Am Eingang zum Lago Izobal liegt das kleine Fort San Felipe, das von den Spaniern erbaut wurde, um den Handel und Betrieb hier am Ende des Flusses zu kontrollieren. Es wirkt pittoresk, hier in Mittelamerika eine europäische Burg zu sehen. Der Ort ist ein Touristenziel, aber auch die Einheimischen kommen oft hierher, denn es lädt mit einem gepflegten Park mit hohen Bäumen und grossen Rasenflächen zum Familienpicknick am Wochenende ein.
Für uns ist in einem Restaurant unten am Fluss der Tisch gedeckt. René hat für die, die Fisch uns Meeresfrüchte mögen, eine Tapado Garifuno bestellt. Die Spezialität wird mit viel Kokosmilch, Garnelen, Bananen, einem Fisch und einem Krebs gemacht. Vor allem der Krebs macht den Meisten etwas Mühe, denn es ist kaum etwas essbares daran zu finden. Die Suppe schmeckt fein, die Portionen sind allerdings viel zu gross.
Dann steigen wir in den Bus, der uns hier erwartet und fahren in den Norden, hinunter ins Tiefland Guatemalas. Zuerst fahren wir noch durch bewohntes Gebiet mit grossen Kuhherden, dann übernimmt immer mehr der Dschungel das Szepter. An einer Tankstelle in der Hälfte der Fahrt machen wir eine kurze Rast. Es scheint hier, dass zum Tanken auch gleich eine Vollwäsche dazu gehört. Jedenfalls werden die Wagen von einer ganzen Equipe von Angestellten mit Bürsten, Tüchern, viel Schaum und Wasser auf Hochglanz gebracht.

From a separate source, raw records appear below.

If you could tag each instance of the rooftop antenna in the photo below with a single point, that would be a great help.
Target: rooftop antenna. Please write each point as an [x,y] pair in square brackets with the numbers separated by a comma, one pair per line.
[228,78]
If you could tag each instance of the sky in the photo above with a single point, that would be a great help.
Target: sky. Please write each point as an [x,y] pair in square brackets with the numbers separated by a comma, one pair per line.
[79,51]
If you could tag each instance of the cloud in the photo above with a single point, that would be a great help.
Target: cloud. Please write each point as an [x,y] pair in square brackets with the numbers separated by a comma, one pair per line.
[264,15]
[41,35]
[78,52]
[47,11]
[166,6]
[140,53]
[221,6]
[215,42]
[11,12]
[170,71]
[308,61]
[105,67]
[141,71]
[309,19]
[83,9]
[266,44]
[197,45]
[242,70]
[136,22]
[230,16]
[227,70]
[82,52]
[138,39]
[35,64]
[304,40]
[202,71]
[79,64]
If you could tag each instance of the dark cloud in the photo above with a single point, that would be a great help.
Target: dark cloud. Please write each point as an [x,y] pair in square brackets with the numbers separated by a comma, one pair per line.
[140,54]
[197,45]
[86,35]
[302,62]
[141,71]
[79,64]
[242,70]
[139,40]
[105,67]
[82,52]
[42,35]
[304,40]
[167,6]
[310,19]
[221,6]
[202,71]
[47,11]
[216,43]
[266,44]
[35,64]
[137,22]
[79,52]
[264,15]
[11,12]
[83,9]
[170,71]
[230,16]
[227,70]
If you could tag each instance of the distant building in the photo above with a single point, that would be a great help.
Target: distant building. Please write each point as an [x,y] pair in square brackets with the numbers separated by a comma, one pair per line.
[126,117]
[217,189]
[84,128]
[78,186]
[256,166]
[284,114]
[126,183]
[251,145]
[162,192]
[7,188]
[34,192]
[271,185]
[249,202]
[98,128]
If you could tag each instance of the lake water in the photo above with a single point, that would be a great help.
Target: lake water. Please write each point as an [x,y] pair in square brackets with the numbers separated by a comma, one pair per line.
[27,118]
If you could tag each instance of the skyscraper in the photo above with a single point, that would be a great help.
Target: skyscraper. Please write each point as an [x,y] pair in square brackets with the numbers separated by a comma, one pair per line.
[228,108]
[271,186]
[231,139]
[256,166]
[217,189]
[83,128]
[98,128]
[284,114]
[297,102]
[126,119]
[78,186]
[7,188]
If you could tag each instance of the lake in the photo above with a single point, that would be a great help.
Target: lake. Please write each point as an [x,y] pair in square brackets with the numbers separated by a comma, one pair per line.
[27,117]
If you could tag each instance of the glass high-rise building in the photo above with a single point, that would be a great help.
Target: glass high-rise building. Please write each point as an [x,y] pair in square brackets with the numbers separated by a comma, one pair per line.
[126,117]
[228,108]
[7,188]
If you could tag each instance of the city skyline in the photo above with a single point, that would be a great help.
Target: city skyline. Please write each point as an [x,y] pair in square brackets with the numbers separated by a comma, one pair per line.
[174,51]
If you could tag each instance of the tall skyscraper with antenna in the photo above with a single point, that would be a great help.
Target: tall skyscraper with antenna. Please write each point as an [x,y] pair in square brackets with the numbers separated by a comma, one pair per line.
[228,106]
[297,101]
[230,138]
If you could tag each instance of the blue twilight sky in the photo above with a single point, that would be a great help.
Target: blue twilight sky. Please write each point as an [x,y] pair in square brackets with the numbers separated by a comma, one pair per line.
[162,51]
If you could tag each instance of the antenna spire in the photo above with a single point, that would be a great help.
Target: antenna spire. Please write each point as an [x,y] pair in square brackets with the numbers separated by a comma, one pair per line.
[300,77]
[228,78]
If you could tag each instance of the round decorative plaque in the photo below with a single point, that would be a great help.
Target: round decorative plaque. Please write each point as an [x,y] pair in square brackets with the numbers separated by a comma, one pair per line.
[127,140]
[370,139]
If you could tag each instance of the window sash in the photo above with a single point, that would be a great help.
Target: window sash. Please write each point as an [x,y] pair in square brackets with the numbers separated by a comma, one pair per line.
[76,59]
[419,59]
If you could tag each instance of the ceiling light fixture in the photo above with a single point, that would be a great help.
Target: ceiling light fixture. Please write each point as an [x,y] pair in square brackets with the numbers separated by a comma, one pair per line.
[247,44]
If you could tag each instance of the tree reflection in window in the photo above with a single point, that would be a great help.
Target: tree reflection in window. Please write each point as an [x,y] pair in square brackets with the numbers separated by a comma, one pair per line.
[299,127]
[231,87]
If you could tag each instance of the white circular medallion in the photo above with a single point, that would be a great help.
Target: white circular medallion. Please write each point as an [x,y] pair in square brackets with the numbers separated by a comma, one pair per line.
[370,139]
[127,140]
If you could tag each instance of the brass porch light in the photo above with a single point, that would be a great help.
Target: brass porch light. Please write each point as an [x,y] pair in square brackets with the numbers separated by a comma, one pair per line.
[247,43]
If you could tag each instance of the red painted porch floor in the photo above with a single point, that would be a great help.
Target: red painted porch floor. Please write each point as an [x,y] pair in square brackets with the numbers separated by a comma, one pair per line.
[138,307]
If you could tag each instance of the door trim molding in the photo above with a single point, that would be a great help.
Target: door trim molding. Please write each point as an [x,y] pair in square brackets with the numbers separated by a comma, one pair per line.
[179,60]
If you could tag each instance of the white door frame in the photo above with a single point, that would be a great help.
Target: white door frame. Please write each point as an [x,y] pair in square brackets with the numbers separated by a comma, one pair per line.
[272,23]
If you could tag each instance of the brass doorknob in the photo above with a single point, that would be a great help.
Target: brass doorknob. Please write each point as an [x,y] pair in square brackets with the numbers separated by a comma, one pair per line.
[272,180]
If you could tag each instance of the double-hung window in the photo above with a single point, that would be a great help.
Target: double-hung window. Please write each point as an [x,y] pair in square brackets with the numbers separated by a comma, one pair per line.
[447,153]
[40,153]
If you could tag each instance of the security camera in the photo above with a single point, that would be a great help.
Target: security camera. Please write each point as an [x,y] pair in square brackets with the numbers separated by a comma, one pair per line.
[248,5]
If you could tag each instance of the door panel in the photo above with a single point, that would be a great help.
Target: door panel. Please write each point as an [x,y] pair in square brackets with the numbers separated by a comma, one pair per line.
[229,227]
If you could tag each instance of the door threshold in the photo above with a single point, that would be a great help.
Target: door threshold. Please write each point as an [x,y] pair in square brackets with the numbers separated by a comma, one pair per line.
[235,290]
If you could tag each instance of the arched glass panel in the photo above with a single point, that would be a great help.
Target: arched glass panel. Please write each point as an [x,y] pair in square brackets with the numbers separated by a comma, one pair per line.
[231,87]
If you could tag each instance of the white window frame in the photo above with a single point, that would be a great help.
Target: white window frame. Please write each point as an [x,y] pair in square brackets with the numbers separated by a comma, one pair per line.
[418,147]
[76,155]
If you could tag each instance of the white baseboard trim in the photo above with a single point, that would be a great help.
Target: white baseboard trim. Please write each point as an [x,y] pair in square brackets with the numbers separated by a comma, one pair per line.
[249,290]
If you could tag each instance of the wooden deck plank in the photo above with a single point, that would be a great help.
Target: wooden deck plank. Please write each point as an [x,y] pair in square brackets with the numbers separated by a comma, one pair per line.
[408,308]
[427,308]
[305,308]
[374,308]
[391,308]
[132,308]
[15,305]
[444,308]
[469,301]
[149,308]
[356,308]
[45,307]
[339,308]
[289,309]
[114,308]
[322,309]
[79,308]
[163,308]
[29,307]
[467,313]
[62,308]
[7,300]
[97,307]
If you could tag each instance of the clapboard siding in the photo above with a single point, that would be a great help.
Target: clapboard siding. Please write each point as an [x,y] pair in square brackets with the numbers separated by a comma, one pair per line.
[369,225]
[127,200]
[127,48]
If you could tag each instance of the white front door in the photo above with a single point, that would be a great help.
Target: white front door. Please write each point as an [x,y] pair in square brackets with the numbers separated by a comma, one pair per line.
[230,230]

Hier käme ich auch gern mal zum Auftanken vorbei.
Zum Sonnenuntergang erreichen wir unser heutiges Ziel, das Hotel Villa Maya, an der Lagune Petenchel. Kurz nach Zimmerbezug treffen wir uns an der Bar und dann zum gemeinsamen Nachtessen, bevor wir uns in die schönen Zimmer zurück ziehen.
Wieder liegt ein voller Tag hinter uns.